La collecte des événements qui ont été utilisés pour identifier et évaluer l'incident à partir des journaux et des outils de surveillance est connue sous le nom de collecte de "preuves". Une fois les preuves réunies, le qui, le quoi, le où, le pourquoi et le comment de l'incident sont consignés dans une documentation permanente de l'incident. Ce document est mis à jour à chaque étape du cycle de vie. Il peut également être utilisé devant un tribunal, le cas échéant.
3. Confinement
Cette étape du cycle de vie de la réponse aux incidents vise à contenir l'incident et à minimiser les dommages causés. Cette étape vise à récupérer le contrôle du système. Le confinement peut être divisé en trois étapes :
Le confinement à court terme : Une fois qu'un incident a été identifié, la première étape consiste à mettre en place des mesures immédiates qui minimiseront ou empêcheront d'autres dommages. Cela inclut la révocation de l'accès au serveur affecté.
Sauvegarde du système : S'il est crucial de faire un retour en arrière de tous les systèmes affectés pour éviter toute nouvelle compromission, il est également crucial de prendre une copie du système à ce moment-là. C'est ce qu'on appelle une "image médico-légale", qui est utilisée pour les enquêtes ultérieures et sert de preuve.
Confinement à long terme : Il s'agit de l'étape finale du confinement. Elle vise à garantir que le même incident ne se reproduira pas dans un avenir proche. Tous les comptes compromis sont fermés, les logiciels malveillants ou les portes dérobées installés par les attaquants sont supprimés et les systèmes sont nettoyés en vue de leur récupération. Cette étape passe à l'étape suivante du cycle de vie de la réponse aux incidents, à savoir l'éradication.
À la fin de cette étape, l'équipe CSIRT doit être capable de dire si l'incident doit être escaladé ou s'il peut simplement être éradiqué. Un incident est escaladé en tant que "désastre" si :
L'équipe CSIRT est incapable de contenir l'impact de l'incident.

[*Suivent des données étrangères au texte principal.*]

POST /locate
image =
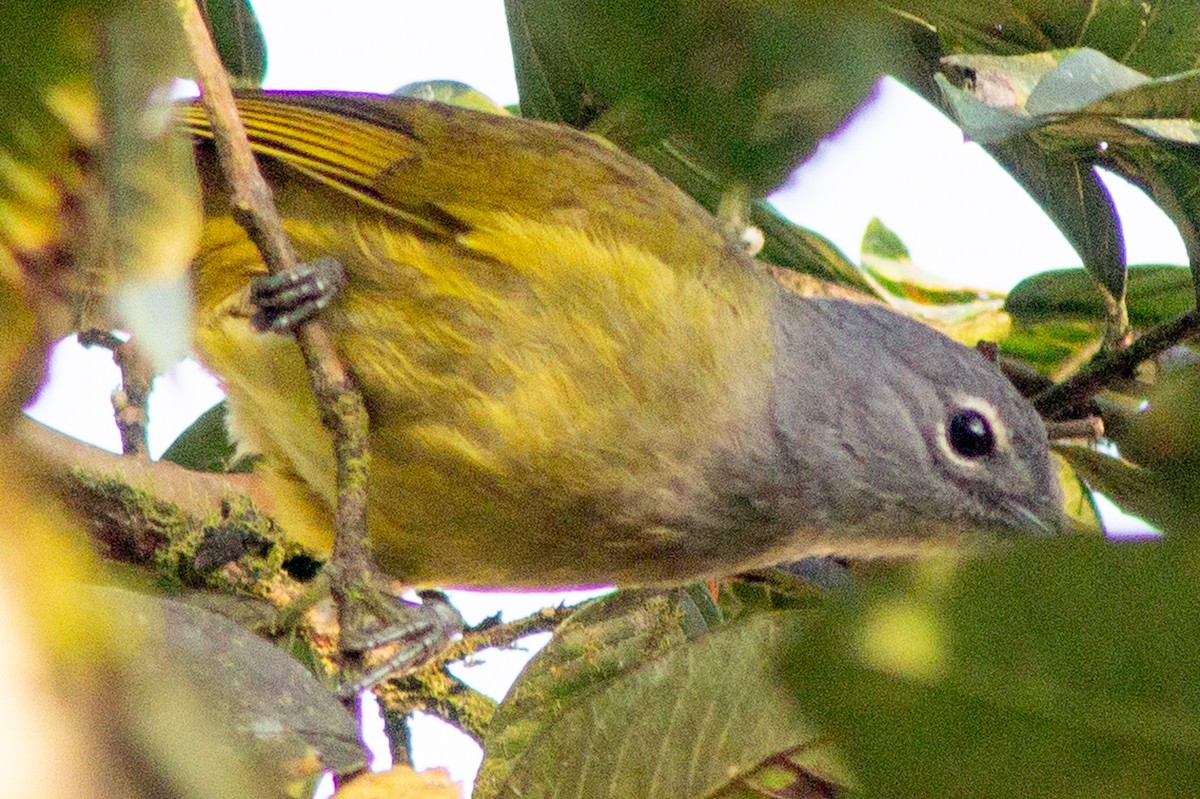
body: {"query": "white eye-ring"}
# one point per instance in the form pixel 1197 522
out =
pixel 972 433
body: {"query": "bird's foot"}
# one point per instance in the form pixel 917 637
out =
pixel 285 301
pixel 400 635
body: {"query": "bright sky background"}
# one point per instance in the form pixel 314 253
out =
pixel 900 160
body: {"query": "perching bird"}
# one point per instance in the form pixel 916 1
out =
pixel 574 378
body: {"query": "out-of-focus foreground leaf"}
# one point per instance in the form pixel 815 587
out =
pixel 267 696
pixel 207 446
pixel 647 694
pixel 1061 668
pixel 81 721
pixel 97 194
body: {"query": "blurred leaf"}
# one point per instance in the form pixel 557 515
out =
pixel 1156 294
pixel 1090 109
pixel 1165 431
pixel 1000 112
pixel 966 314
pixel 886 259
pixel 1066 668
pixel 745 88
pixel 786 244
pixel 451 92
pixel 153 196
pixel 1077 498
pixel 1168 498
pixel 401 781
pixel 271 700
pixel 239 40
pixel 1158 37
pixel 97 194
pixel 1055 347
pixel 81 721
pixel 205 445
pixel 639 696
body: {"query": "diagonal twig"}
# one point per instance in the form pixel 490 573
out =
pixel 1115 365
pixel 341 406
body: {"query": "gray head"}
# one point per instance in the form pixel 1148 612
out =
pixel 895 432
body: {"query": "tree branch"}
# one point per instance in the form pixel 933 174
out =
pixel 1111 366
pixel 341 407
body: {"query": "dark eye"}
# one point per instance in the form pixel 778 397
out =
pixel 971 434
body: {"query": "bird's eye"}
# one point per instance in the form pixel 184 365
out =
pixel 970 434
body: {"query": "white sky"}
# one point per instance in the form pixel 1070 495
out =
pixel 899 160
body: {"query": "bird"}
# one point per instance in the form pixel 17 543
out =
pixel 574 376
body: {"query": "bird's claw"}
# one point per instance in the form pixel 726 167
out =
pixel 285 301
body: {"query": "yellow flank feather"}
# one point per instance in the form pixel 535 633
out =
pixel 529 380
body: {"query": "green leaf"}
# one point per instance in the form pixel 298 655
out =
pixel 1156 294
pixel 744 88
pixel 1055 347
pixel 786 244
pixel 205 445
pixel 1157 38
pixel 273 701
pixel 1168 498
pixel 239 40
pixel 1077 499
pixel 1066 668
pixel 453 92
pixel 1164 432
pixel 639 696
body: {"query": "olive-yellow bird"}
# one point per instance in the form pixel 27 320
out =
pixel 574 377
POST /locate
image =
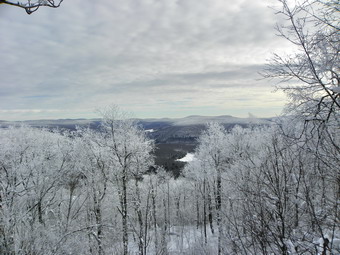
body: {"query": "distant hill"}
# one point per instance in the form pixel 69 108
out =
pixel 174 138
pixel 163 130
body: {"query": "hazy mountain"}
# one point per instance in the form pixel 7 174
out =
pixel 163 130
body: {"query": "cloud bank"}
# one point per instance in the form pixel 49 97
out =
pixel 155 58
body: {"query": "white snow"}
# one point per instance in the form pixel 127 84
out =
pixel 187 158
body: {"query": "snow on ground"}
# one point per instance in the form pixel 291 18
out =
pixel 187 158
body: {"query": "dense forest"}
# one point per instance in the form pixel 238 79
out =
pixel 258 190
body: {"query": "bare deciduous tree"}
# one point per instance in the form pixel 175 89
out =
pixel 32 6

Les dommages créés par l'incident sont trop importants pour que l'organisation puisse reprendre immédiatement ses activités.
Lorsque ce type d'escalade se produit, le plan de reprise après sinistre entre en jeu.
4. Éradication
À ce stade, on suppose que la source de l'attaque a été identifiée, isolée et contenue. Tous les systèmes sont analysés pour vérifier l'étendue de la compromission. Les vulnérabilités du système qui ont permis à l'incident de se produire sont corrigées pour éviter qu'il ne se reproduise.

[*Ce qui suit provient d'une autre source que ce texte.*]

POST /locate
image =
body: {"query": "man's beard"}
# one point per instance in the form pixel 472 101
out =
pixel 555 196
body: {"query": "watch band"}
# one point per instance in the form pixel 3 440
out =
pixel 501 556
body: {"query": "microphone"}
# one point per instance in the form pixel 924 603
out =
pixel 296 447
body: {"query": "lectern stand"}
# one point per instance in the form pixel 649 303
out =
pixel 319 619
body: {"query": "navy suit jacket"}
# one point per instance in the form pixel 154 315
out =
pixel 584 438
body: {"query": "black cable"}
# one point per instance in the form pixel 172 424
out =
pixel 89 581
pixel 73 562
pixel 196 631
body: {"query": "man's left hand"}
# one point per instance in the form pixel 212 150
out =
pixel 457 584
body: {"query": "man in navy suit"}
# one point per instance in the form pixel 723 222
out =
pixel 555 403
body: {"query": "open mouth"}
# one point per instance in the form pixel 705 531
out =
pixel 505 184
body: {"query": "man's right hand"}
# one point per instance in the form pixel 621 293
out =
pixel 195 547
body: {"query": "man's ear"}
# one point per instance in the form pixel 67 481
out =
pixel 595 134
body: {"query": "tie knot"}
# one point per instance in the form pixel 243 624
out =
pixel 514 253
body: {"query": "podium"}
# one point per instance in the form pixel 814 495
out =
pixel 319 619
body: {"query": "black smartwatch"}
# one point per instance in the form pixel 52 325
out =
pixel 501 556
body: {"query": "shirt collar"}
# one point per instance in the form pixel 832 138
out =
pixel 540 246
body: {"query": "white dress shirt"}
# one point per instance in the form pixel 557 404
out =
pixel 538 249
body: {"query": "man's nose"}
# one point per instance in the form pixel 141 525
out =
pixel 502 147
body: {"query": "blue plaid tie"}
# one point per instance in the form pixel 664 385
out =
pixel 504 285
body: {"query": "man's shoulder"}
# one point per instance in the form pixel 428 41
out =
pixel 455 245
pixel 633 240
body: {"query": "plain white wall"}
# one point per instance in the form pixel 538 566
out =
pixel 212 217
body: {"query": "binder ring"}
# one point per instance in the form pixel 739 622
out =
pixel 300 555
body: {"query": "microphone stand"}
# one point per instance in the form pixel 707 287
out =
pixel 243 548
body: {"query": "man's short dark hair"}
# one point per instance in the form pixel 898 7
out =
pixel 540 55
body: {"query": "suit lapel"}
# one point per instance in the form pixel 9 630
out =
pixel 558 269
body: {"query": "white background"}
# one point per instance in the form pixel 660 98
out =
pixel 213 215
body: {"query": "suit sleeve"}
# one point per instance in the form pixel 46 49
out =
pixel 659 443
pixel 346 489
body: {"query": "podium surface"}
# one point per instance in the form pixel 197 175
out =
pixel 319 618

Il est également essentiel de continuer à surveiller les systèmes pour voir comment les attaquants réagissent à ces mesures. Les analystes de sécurité devront élaborer des réponses anticipées à toute nouvelle attaque que ces mesures pourraient avoir induite.
5. Récupération
Au cours des dernières étapes, certains systèmes ont pu être mis hors service en révoquant les accès et en arrêtant les services. Au cours de cette étape, l'accent est mis sur la remise en état de fonctionnement de tous les systèmes, afin de s'assurer que l'incident a été complètement éradiqué. Tous les systèmes sont testés.
Les changements de sécurité nécessaires, tels que l'installation de correctifs, la restauration à partir de sauvegardes et la modification des politiques d'authentification, entrent en vigueur. Chaque étape doit être documentée et communiquée, conformément au plan de réponse aux incidents. À ce stade, on suppose que l'incident a été traité et que tous les systèmes sont de nouveau en place.
6. Apprentissages
Le travail du CSIRT n'est pas terminé tant qu'il n'a pas réexaminé la réponse et procédé à un examen après action (AAR). L'équipe passe en revue la documentation, de l'identification à la récupération, et discute des points suivants :
Qu'est-ce qui s'est bien passé ?
Qu'est-ce qui aurait pu être mieux exécuté ?
Quelles parties du plan de réponse à l'incident doivent être modifiées pour les réponses futures ?
Le plan de réponse à l'incident est ensuite modifié pour refléter ces enseignements.